NOTUS reports that out of 82 slated electors in Wisconsin, Pennsylvania, Arizona, Georgia, Michigan, New Mexico, and Nevada in this coming election, 14 took part in Trump’s fake elector scheme in 2020.

Of Nevada’s six fake electors in 2020, two are back for 2024, including Michael McDonald, the state’s Republican Party chair who is now also a Trump campaign senior adviser. Michigan has six fake electors who are returning for next month’s election.

New Mexico has one fake elector from 2020 returning for this election, while Pennsylvania is bringing back five of its fake electors, out of a total of 19, for the 2024 contest. But Arizona and Wisconsin are taking precautions to ensure that fake electors can’t come back.

In the Grand Canyon State, Arizona’s attorney general indicted 18 individuals who took part in the state’s fake elector scheme in 2020, and the 11 fake electors from back then, who include a Turning Point USA executive, two state representatives, and the executive director of the Arizona Republican Party, are not on the list of Arizona electors for 2024.

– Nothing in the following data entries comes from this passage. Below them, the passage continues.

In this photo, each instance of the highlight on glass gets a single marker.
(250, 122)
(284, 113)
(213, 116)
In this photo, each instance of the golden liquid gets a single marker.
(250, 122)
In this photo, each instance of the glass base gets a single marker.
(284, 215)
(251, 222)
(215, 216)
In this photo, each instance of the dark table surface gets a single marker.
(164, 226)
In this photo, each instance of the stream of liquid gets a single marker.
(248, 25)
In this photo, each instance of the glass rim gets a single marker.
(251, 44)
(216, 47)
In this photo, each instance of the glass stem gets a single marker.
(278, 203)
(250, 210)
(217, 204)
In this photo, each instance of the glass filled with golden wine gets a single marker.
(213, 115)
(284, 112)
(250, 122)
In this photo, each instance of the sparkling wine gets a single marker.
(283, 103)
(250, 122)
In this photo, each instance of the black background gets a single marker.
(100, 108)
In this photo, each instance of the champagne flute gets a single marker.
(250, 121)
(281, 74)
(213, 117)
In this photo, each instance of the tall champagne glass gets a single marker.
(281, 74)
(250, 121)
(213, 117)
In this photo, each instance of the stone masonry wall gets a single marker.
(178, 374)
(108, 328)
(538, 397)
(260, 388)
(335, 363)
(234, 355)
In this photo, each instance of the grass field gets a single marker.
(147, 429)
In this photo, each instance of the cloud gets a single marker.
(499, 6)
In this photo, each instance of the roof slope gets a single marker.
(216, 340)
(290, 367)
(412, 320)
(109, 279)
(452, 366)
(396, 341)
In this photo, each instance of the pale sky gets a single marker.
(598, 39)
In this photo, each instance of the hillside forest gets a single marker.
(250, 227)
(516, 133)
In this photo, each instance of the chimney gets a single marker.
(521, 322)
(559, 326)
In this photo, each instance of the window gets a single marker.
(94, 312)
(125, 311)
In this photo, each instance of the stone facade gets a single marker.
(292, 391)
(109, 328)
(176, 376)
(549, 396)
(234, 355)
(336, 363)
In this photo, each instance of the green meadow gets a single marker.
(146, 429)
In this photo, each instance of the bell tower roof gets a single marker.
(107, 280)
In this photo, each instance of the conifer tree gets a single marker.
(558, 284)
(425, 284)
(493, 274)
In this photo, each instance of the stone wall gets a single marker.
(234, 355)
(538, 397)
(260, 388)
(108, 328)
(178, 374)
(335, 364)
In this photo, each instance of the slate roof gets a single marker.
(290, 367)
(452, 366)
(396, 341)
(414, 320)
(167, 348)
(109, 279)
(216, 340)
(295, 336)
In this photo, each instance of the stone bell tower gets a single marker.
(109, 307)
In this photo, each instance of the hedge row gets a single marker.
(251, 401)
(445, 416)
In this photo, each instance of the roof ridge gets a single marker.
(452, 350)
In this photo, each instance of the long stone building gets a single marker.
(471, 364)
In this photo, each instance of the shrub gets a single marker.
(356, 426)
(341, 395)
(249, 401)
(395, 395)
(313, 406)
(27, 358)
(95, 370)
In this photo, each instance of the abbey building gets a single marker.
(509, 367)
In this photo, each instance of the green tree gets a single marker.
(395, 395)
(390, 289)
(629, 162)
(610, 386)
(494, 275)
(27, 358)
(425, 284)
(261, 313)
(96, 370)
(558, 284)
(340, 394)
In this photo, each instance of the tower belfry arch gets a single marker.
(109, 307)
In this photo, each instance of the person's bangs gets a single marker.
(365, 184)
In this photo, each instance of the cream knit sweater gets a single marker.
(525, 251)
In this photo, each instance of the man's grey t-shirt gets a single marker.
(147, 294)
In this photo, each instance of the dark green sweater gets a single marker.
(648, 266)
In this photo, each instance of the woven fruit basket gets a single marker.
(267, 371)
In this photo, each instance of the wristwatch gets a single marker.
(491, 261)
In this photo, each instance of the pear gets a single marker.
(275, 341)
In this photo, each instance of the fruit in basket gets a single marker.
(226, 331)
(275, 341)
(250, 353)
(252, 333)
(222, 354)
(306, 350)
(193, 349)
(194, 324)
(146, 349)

Wisconsin’s 10 fake electors were sued by a progressive law firm working with the Georgetown University Law Center, with the case reaching a settlement where they all agreed to publicly state that President Biden won the 2020 election and to never again serve as electors for Trump.

But even as many of the 2020 fake electors won’t be attempting to repeat their efforts in this election, some will be in more powerful positions in states including Wisconsin. One fake elector, Robert F. Spindell Jr., is on the Wisconsin Elections Commission until 2026 and says he’ll be “insuring that voters have confidence in the outcome of our elections.”

One fake elector in Michigan, Stanley T. Grot, refuses to resign as the clerk of Shelby Township, a Detroit suburb, even though he was indicted last year along with the state’s other fake electors. Worryingly, his job entails maintaining local voter registration files and administering November’s elections in the township.

In Georgia, one fake elector, Burt Jones, even became the state’s lieutenant governor, receiving support from Trump, who said Jones was a “conservative warrior” who would “get to the bottom of the Nov. 3 presidential election scam.”

President Biden signed Electoral College reform into law in 2022 to ensure that the chaos caused by Trump in 2020 couldn’t happen again. But as NOTUS’s report shows, the same pro-Trump conservatives are still in positions of power to cause chaos again in multiple scenarios.